As in the other states, it’s totally legal, and a nice thing for you to do, to give away your cannabis to another adult over the age of 21.
Who’s the Boss?
Angela! And by Angela we mean Congress. All laws passed in the District of Columbia must be approved by Congress before they take effect, and it’s entirely possible that the will of the people could be, at the very least, delayed during the 30-day review period expected to begin in early 2015.
Rep. Andy Harris (R-MD), pictured below as the number 106 menu item at the famous Chick and Ruth’s Delly in Annapolis, Maryland, has vowed to do whatever he can to block the initiative.
“The federal government should enforce federal law, regardless of whether local citizens try to legalize marijuana,” the rapidly congealing congressman said in response to the DC vote. “I will consider using all resources available to a member of Congress to stop this action.”
However, protein-heavy Harris may not have the backing of his own party. He tried in June to prevent Washington from implementing decriminalization with federal money but was unsuccessful, partly due to a threatened boycott of resorts in the district Harris is actually supposed to represent, Maryland’s Eastern Shore.
During an election night interview, Rand Paul (R-KY) took a much less defiant stance on enacting legislation that has the support of an overwhelming majority: “I haven’t really taken a stand…but I’m against the federal government telling them they can’t.”
Even the Washington Post, which came out against Initiative 71 prior to the election, disagrees with Harris. Their latest editorial on the issue states: “We did not favor passage of Initiative 71, but we do believe in democracy and self-government. Congress should recognize how inappropriate it would be to interfere with the District on this local issue.”
In order to completely overturn the measure, Harris and supporters would need the approval of both the House and the Senate, as well as the president, a feat accomplished just three times in 40 years. However, total nullification isn’t the only way to prevent Initiative 71 from taking effect. In 1998, DC voted to approve medical marijuana, and Republican House members were able to prevent its implementation for 11 years by attaching federal spending provisions.
Same as it Ever Was
The District has worked for years to change its policy around marijuana, and the passing of Initiative 71 follows the vote to decriminalize possession of small amounts this past summer. The movement was as much about correcting years of racially-biased law enforcement (91 percent of marijuana arrests in DC are of African-Americans, constituting the largest racial disparity in the nation) as it was about providing legal options for purchasing recreational marijuana. Additionally, Washington’s City Council recently voted to seal the records of people arrested for marijuana offenses that are no longer crimes.
As of right now it’s not legal in DC, and there’s obviously some legitimacy to the concern it won’t be anytime soon. WRK is going to stay optimistic. With 69 percent of citizens in favor of the initiative, the politicians who block this will be opening themselves up to a lot of criticism.

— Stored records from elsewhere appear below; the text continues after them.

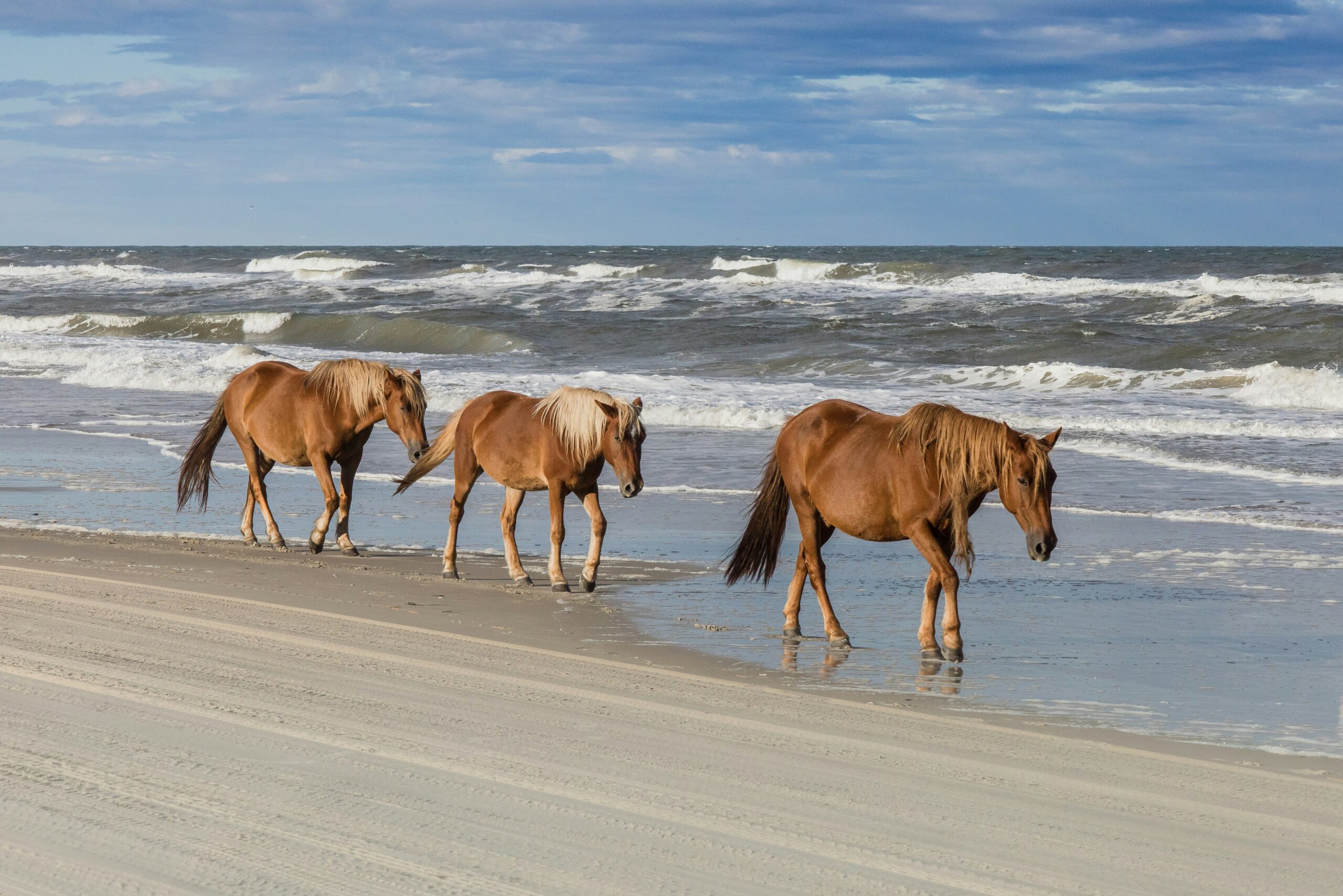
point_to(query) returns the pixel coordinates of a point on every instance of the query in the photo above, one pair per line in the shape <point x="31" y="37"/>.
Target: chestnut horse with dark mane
<point x="887" y="478"/>
<point x="558" y="444"/>
<point x="315" y="418"/>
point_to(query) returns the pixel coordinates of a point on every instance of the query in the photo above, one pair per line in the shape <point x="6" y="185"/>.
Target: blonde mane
<point x="973" y="456"/>
<point x="578" y="422"/>
<point x="359" y="385"/>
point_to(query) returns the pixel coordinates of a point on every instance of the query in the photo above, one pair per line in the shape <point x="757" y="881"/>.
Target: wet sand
<point x="193" y="715"/>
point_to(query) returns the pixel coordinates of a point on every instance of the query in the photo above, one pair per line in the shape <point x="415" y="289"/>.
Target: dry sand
<point x="191" y="717"/>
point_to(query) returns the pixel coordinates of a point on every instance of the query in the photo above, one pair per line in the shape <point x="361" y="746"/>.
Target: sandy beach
<point x="194" y="717"/>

Licensed recreational establishments could be awhile off, though. Washington State voted to regulate the sale of recreational cannabis in 2012, but, with no system in place, shops didn’t start popping up until the summer of 2014; when they did open it was with very limited variety and quantity. Because 71 was a citizens’ initiative, it could not contain mandates for the expenditure of city funds, and city funds would be essential to set up any kind of regulatory system. For this reason, Initiative 71 can only legalize personal use and hope that the City Council sets up the framework to allow for recreational shops, a process they’ve already initiated. Mayor-elect Muriel Bowser said she supports regulated sales and will not allow the initiative to take effect until a system for taxing and regulating cannabis is in place: “I see no reason why we wouldn’t follow a regime similar to how we regulate and tax alcohol.” She can expect a challenge from the D.C. Cannabis Campaign and others who worked for last week’s victory for cannabis in the capital.
So in conclusion, we should all just hold our breath. According to some sources, holding your breath is better.